GP Modelling Advice

Hey! So, I’ve been tinkering with modeling the output of a FEM Model using GPs with the dimensions of the GP being time and a series of parameters which I intent to study. So long I’ve had some success when modelling a previous model which had only two dimensions (time and one parameter representing linear dampening). Now I’m running into some issues when modeling the output of another model which has linear dampening and a stiffness parameter as it’s inputs, the problem can be seen in the following plot where the GP samples are in red and the output from the FEM are the colored lines.


The code used to produce the GP samples is the following:

with pm.Model() as model:

    mu_EI = pm.HalfCauchy('mu_EI', beta = 5)

    sd_EI = pm.HalfCauchy('sd_EI', beta = 5)

    mu_AMALPHA = pm.HalfCauchy('mu_AMALPHA', beta = 5)

    sd_AMALPHA = pm.HalfCauchy('sd_AMALPHA', beta = 5)

    ℓ = pm.Normal('ℓ', 

                    mu = mean_freqs.mean(),

                    sigma= 0.1) #A more precise period means we will be copying the GP!

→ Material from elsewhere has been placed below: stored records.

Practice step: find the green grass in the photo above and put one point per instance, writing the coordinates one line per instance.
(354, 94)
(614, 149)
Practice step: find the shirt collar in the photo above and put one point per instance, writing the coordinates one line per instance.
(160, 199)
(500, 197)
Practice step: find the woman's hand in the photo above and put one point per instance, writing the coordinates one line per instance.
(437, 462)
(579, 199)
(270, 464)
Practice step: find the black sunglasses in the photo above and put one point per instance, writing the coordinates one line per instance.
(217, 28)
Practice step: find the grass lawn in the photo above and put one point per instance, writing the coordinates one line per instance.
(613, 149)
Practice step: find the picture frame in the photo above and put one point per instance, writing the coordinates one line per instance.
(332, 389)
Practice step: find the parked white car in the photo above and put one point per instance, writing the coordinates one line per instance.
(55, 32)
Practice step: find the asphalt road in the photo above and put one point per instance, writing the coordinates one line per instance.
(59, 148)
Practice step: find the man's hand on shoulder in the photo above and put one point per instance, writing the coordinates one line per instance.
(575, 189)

    lenght_scale_EI = pm.TruncatedNormal('lenght_scale EI', lower = 0, upper = 10000,

                                mu = mu_EI,

                                sigma=sd_EI)
    lenght_scale_AMALPHA = pm.TruncatedNormal('lenght_scale_AMALPHA', lower = 0, upper = 10000,

                                        mu = mu_AMALPHA, 

                                        sigma=sd_AMALPHA)

    η = pm.HalfCauchy("η", beta=5)

    cov = η**2 * pm.gp.cov.ExpQuad(3,

                         ls = [ℓ, lenght_scale_AMALPHA, lenght_scale_EI])

    σ = pm.HalfNormal("σ", sigma=0.1)

    gp = pm.gp.MarginalSparse(cov_func=cov, approx="FITC")

    input_u = pm.gp.util.kmeans_inducing_points(10, input_1)

    y_ = gp.marginal_likelihood(

        "y", X=input_1, Xu=input_u, y=studies.flatten(), noise=σ)

    time_new = np.linspace(0, max_samples * 1/200, num=max_samples)

    EI_cont = np.tile(EI, max_samples_params)

    _AMALPHA_cont =  np.tile(8.7e-05, max_samples_params)

    input_2 = pm.math.cartesian(

        time_new[:, None], _AMALPHA_cont[:, None], EI_cont[:, None])

    f_pred = gp.conditional('f_pred', input_2)

    pred_samples = pm.sample_posterior_predictive(

        trace=first_dataset, var_names=['f_pred'])

As seen in the code the samples are for constant values of both parameters which means the rest of the lines of the plot are mostly for comparison.

Is there any good modeling practice to avoid this behaviour? Am I commiting any silly mistake?

Thanks in advance!

I have only skimmed your model but I would first start with playing around with the priors which are fairly uninformative. I would switch from HalfCauchy to HalfNormal and just make them tighter. You can first just sample from the prior predictive to see what type of patterns your model can generate and adjust priors to give you prior predictives that actually look like what you expect.